Takele held the concern that Ethiopians working in Saudi Arabia faced mistreatment due to Saudi Arabia’s recent anti-immigration policies. “A lot of Ethiopian women do not work in our countries because there aren’t a lot of jobs given for them,” Takele explained, saying that undocumented Ethiopians are being sent to detention camps prior to being deported. The Ethiopian government is spending $2.6 million in relief programs to assist in the return and rehabilitation of its citizens in Saudi Arabia; 50,000 Ethiopians have since been returned to their homeland with an additional 30,000 planned for repatriation, according to Ethiopian foreign ministry spokesman Dina Mufti.
According to Ethiopia’s Ministry of Labour and Social Affairs, about 200,000 Ethiopian women searched for employment abroad in 2012. The International Labour Organization reports that 27 percent of women and 13 percent of men are unemployed, with a majority of Ethiopians making less than two U.S. dollars a day. The Ethiopian government reported three of its civilians were killed in a confrontation with Saudi security forces.
ASU was also joined by student groups from UCLA, UC Irvine and Anaheim’s Cypress College. The exuberant crowds exchanged chants with one another, who screamed, “What do we need? Justice. We are Ethiopians. We are hard working.” Additional chants condemned the Saudi government and said, “Shame on you. Shame on Saudi terrorists.”
Organized by the Global Alliance for the Rights of Ethiopians in Saudi Arabia, the demonstration drew hundreds of protesters and spectators for nearly five hours. Given prior notice of the protest, members of the West Los Angeles Police Department and local spectators enjoying their afternoon brunch watched with curious eyes at the march that soon unraveled in the sidewalks and in the streets.
Swarmed by a small group of local reporters, protest co-organizer Dan Teshome passed out press releases which condemned the alleged actions taken by the Saudi Arabian government, leading to the killings, gang rape and severe beatings of Ethiopian immigrants. He called for the government to halt systemic violations of human and civil rights to the Ethiopian community.
Taking brief steps away from the cacophonous background, Teshome explained how the protest was started. “We go through our churches, womens’ groups … and organizations all over the world.
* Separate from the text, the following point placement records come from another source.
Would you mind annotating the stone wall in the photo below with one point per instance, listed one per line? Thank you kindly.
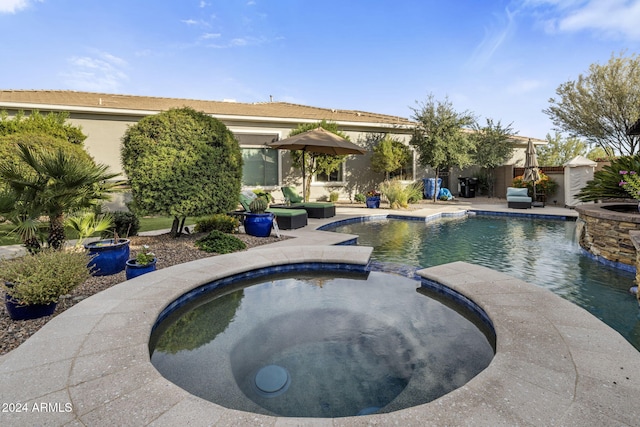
(606, 232)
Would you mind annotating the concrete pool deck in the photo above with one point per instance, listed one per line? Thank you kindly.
(555, 363)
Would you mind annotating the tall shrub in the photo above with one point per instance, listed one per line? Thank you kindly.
(182, 163)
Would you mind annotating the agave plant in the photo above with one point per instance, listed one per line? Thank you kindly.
(86, 223)
(51, 183)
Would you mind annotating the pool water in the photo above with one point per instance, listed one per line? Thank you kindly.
(541, 252)
(321, 344)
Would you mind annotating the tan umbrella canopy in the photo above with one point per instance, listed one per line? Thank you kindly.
(531, 170)
(320, 141)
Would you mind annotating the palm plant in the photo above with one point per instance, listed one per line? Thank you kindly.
(51, 183)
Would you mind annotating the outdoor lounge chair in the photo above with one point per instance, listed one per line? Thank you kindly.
(314, 209)
(287, 219)
(517, 198)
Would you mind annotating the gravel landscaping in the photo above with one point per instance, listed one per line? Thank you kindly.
(169, 251)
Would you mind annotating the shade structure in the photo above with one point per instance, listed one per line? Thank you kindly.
(319, 141)
(531, 170)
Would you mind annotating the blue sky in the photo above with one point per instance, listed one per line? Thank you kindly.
(498, 59)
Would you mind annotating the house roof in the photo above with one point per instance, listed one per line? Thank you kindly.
(94, 101)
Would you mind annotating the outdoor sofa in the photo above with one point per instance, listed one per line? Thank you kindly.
(287, 219)
(314, 209)
(517, 198)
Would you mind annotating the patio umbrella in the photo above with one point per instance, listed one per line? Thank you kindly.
(531, 170)
(317, 141)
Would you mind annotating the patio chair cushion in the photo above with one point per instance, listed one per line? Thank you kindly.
(518, 198)
(289, 219)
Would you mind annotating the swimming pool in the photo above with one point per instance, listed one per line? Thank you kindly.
(540, 251)
(321, 344)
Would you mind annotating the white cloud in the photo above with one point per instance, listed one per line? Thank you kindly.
(493, 39)
(607, 18)
(523, 86)
(209, 36)
(102, 73)
(13, 6)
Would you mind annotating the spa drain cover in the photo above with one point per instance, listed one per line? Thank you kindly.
(272, 380)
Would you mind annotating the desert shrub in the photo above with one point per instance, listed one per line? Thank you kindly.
(606, 182)
(220, 222)
(395, 194)
(168, 159)
(220, 243)
(545, 185)
(126, 224)
(42, 278)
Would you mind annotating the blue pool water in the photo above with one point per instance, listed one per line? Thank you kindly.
(541, 252)
(321, 344)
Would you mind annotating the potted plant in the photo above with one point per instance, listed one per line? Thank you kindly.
(34, 283)
(109, 256)
(373, 199)
(144, 262)
(257, 222)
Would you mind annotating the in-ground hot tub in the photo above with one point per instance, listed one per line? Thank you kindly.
(319, 341)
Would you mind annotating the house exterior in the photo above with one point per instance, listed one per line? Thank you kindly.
(106, 117)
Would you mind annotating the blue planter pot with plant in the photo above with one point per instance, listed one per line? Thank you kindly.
(257, 222)
(258, 225)
(109, 256)
(133, 269)
(373, 202)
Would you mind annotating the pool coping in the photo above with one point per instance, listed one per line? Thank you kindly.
(555, 363)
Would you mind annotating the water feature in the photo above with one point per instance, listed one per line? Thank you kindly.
(321, 344)
(539, 251)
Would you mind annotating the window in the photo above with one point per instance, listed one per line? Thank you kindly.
(335, 176)
(260, 168)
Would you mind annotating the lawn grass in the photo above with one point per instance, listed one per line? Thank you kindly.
(146, 224)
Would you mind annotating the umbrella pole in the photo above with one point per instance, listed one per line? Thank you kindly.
(304, 187)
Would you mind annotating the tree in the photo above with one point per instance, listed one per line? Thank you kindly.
(559, 151)
(493, 147)
(50, 183)
(439, 137)
(182, 163)
(316, 162)
(601, 105)
(389, 155)
(598, 154)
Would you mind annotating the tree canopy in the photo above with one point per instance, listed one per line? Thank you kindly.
(389, 155)
(54, 125)
(182, 163)
(316, 162)
(50, 183)
(493, 147)
(559, 150)
(601, 105)
(440, 138)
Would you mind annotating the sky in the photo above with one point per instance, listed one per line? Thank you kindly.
(498, 59)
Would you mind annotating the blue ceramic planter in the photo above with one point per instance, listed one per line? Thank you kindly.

So that’s how you network,” said Teshome. “To show what the Saudi government did to women in general, not just Ethiopians. It’s hell for women.”
ASU posted a continuing change.org petition, which calls for the United Nations and the United States to place international pressure on the Saudi Arabian government to respect laws governing safe security practices across the world.
When asked her reasoning behind attending the protest, Dejenie said, “ASU decided collectively to attend a protest … in order to spread awareness about the atrocious violence acts that are occurring to our people in Saudi Arabia. As students who belong to a club that identified with the Ethiopian and Eritrean ethnicity, we saw it as our duty to help people realize the violence, rapes and murders that are occurring overseas to Ethiopians without legitimate reason.”